It makes my hikes and mountain bike rides so much more tasty and multi-dimensional. Besides, do really want me to rhapsodize about how some place or other is 'breathtakingly beautiful?' (Don't you just hate that phrase?)
In any melodrama there has to be a villain, like the banker with the curly mustache who ties the widow to a railroad track. There must be worries and suffering, roller-coasters of good luck and bad, surprises, and the gushiest sentimentality. Finally there has to be a happy ending.
Without any exaggeration I hate forests, dark and drear'. Sometimes I stumble into them anyway. I become more miserable with every step. And then there's a gap in the forest canopy.

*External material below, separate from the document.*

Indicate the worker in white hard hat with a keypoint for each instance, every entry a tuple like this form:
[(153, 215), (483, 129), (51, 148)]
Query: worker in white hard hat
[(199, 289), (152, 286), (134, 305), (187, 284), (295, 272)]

The sun is the stage-lighting for a small stage on the forest floor where flowers and bugs run riot. The star of the show is that terpsichorean wing-artist, the butterfly, or La Mariposa in Spanish. She flamingo-dances on stage while the aspen trees clap their leaves in approval.
One day there were at least eight different types of butterflies within a few feet of me. They have a gift for alighting on a plant and tricking you into readying your camera. Then they flit off, coquettishly.
How sentient they can be, how playful and curious! When you first encounter them you see only fluttering wings of color. They don't really seem like an animal at all. But if you sneak up on one and catch it napping you realize with horror that it is a bug!